The majority of Monday’s HRM executive committee meeting was devoted to trying to make municipal elections more fair.
The debate started with a seemingly innocuous request from councillor Paul Russell to remove the word “spouse” from the municipal elections bylaw. After a prolonged debate, this item was deferred and will come back to this committee and will contain some proposals to make municipal elections in Halifax have a more fair playing field.
Under current municipal election finance laws, a municipal candidate and their spouse can both contribute $10,000. In this report, staff were recommending that be upped to $15,000. Inflation and all that. Councillor Patty Cuttell pointed out that this puts people who don’t have spouses at an immediate disadvantage. So staff should look at changing how the city defines “spouse”—because if there’s going to be an advantage for being rich, it shouldn’t discriminate based on marital status.
Mayor Mike Savage and deputy mayor Sam Austin both pointed out that the high limits on donations were unfair, in and of themselves. Savage said that a $300,000 ceiling for donations to a mayoral campaign was too high. For his part, Austin said that having high familial limits benefit rich families who can all afford to hit their max contributions, which can sometimes be seen at the provincial level. All in all, councillors who spoke pointed out ways in which our current election finance laws (that the city can control) benefit rich retired men. Staff have said they’ll come back with ways to start addressing that. Expect that report to come back sometime in October.
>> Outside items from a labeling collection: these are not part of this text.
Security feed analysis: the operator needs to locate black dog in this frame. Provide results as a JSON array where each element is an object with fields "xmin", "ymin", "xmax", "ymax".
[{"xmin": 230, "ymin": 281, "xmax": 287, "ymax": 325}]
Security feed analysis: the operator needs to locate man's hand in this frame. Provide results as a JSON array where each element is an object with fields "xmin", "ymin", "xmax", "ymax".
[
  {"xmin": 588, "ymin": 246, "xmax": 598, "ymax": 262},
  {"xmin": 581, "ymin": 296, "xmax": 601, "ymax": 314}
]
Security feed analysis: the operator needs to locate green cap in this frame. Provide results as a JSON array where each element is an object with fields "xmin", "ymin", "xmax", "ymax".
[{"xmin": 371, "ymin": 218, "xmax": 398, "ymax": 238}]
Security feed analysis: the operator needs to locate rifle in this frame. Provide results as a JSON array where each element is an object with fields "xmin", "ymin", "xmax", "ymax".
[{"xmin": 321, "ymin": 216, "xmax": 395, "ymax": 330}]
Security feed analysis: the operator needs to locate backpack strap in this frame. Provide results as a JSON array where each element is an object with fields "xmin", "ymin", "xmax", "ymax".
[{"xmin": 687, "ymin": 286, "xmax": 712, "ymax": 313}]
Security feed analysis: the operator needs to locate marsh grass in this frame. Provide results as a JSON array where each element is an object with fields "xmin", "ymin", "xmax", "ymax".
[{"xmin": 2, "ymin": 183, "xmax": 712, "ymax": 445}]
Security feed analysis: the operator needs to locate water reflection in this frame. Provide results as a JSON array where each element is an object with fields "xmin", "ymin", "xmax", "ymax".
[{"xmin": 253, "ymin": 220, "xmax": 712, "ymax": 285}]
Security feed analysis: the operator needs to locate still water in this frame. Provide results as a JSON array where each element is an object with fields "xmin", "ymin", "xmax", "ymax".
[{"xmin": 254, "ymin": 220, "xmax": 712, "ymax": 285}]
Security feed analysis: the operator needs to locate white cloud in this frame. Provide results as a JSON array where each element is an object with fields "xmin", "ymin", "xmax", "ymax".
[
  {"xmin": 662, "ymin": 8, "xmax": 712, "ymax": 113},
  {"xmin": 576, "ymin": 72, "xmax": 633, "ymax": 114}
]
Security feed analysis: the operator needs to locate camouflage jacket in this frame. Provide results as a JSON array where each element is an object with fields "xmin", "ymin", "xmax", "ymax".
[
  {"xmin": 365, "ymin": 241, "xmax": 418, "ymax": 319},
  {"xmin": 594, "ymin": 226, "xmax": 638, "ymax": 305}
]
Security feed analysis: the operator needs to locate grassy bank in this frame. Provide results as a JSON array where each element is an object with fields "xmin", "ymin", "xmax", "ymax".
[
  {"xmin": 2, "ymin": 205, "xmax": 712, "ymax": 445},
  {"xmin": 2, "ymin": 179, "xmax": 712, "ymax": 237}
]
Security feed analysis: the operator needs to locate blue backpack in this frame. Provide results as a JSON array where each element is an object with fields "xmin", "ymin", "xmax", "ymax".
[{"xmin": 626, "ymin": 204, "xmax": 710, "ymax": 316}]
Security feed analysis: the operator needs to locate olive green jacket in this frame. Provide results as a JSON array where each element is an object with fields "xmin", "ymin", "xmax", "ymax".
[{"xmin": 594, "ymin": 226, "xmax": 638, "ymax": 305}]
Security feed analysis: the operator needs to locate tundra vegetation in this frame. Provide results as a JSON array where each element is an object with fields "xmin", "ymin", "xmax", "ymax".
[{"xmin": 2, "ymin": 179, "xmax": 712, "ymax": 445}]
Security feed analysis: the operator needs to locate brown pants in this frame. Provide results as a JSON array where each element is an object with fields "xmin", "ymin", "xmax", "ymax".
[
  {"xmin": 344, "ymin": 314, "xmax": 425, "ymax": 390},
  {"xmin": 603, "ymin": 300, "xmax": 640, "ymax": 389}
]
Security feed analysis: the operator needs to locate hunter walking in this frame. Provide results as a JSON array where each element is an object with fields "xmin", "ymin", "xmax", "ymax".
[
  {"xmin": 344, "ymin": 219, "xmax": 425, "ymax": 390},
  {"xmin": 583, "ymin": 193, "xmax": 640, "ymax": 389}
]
Budget pre-season also started with today’s executive council meeting. Be forewarned, I use sports analogies for budget season to try and make people care as much about how they are governed as they do about their fantasy sports teams. Staff’s recommending some slight scheduling changes to budget season. They don’t want to change the strategic priorities meeting as that’s just an update on how the 2021-25 plan is going. Here’s my coverage from the meeting from when they set the plan in 2021, and a bit of an explainer on what strategic priorities are and why I think they are important. Otherwise, staff are recommending consolidating some of the boring meetings. There may be a slight change in this to accommodate a meeting, but your budget season schedule is looking like the budget exhibition games will start on Nov. 28 (strategic outlook meetings, AKA how last year went/the plan for this year). And budget outlook (AKA what our team looks like for the season).
The regular-season meetings will kick off with capital projects on Jan. 24, going until March 1, when the rookie department of community safety will make its professional debut. Playoffs (AKA budget adjustment list debates) will be March 27 and April 3. Expect the budget to be ratified on April 23, 2024. Can you feel the excitement of the new season starting to build!?
The committee also did some boring stuff like set council’s meeting schedule and appoint councillors to the Halifax Water Board of Commissioners.